An ink transfer roller with a diameter of 105 mm and a length of 1035 mm with a steel core and an NBR coating was machined with a hedgehog strawberry (single grit rubber hog wheel). To this end they were fulfilled

25 the following machining conditions.

Number of cuts

Co-directional / in contradiction Circumferential speed of the tool in m / s Approach in mm Workpiece revolutions in min-1 Feed in mm / min

1st cut

In contradiction fifty 10 approx. 380 400

2nd cut

In contradiction fifty 0.5 380 350

The depth of the roughness was measured in the roller obtained in this way. The Rmax value. It was 80 µm and an average depth of roughness Rz was approximately 52 µm. The V1 was 0.012 mm3 / mm2. The V2 was 0.191 mm3 / mm2. It is important that by means of a uniform mechanization the marks of advance are avoided.

Claims (9)

1. Rubber coated ink transfer roller in the hardness range of 20 to 80 Shore A with an average roughness depth Rz of 30 to 80 µm, a maximum roughness depth Rmax. from 40 to 120 µm, a specific free volume V1 between 0.001 and 0.1 mm3 / mm2 and a specific free volume V2 between 0.02 and 1.5 5 mm3 / mm2, V1 being the filling volume from the lowest measuring point to the height of the midplane and V2 the filling volume from the lowest measuring point to the highest measuring point.

2.

 Ink transfer roller according to claim 1, which is obtained by a method, wherein the surface structure of a rubber coated ink transfer roller is machined with a hedgehog mill.

3.

 Ink transfer roller according to claim 1 or 2, characterized in that the rubber coating is

10 selects acrylonitrile butadiene rubber (NBR), hydrogenated acrylonitrile butadiene rubber (HNBR), chloroprene rubber (CR), epichlorohydrin rubber (ECO), styrene butadiene rubber (SBR), as well as copolymers and mixtures of these. 4. Ink transfer roller according to at least one of claims 1 to 3, characterized in that the Roller core is made of steel, aluminum or carbon fiber reinforced plastics (CFK) or glass fiber reinforced plastics (GFK).

5.

 Ink transfer roller according to at least one of claims 1 to 4, characterized in that the specific free volume V1 is between 0.003 and 0.05 mm3 / mm2.

6.

 Ink transfer roller according to at least one of claims 1 to 5, characterized in that the specific free volume V2 is between 0.06 and 1.0 mm3 / mm2.

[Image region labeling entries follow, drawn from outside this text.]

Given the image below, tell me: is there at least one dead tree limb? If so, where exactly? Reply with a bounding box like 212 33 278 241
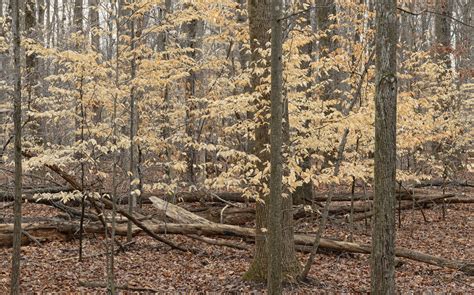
0 222 474 275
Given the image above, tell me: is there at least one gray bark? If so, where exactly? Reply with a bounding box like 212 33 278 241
371 0 398 294
434 0 453 69
88 0 100 51
267 0 283 294
10 0 22 295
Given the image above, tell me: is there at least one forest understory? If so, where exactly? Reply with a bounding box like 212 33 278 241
0 177 474 294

Method for the manufacture of an ink transfer roller according to at least one of claims 1 to 6 with the following steps:

- Machining of a rubber coated roller with a hedgehog strawberry. 8. Use of an ink transfer roller according to at least one of claims 1 to 6 as an ink transfer roller.

Use according to claim 8 in an offset printing process.

10.

 Use according to claim 8 or 9 for reducing ink splashes and / or ink misting.

eleven.

 Inking mechanism with at least one ink pick-up roller (1), a film roller (2) adjusted against it and an ink transfer roller (3) adjusted against it, characterized in that the ink transfer roller (3) is an ink transfer roller according to one of claims 1 to 6.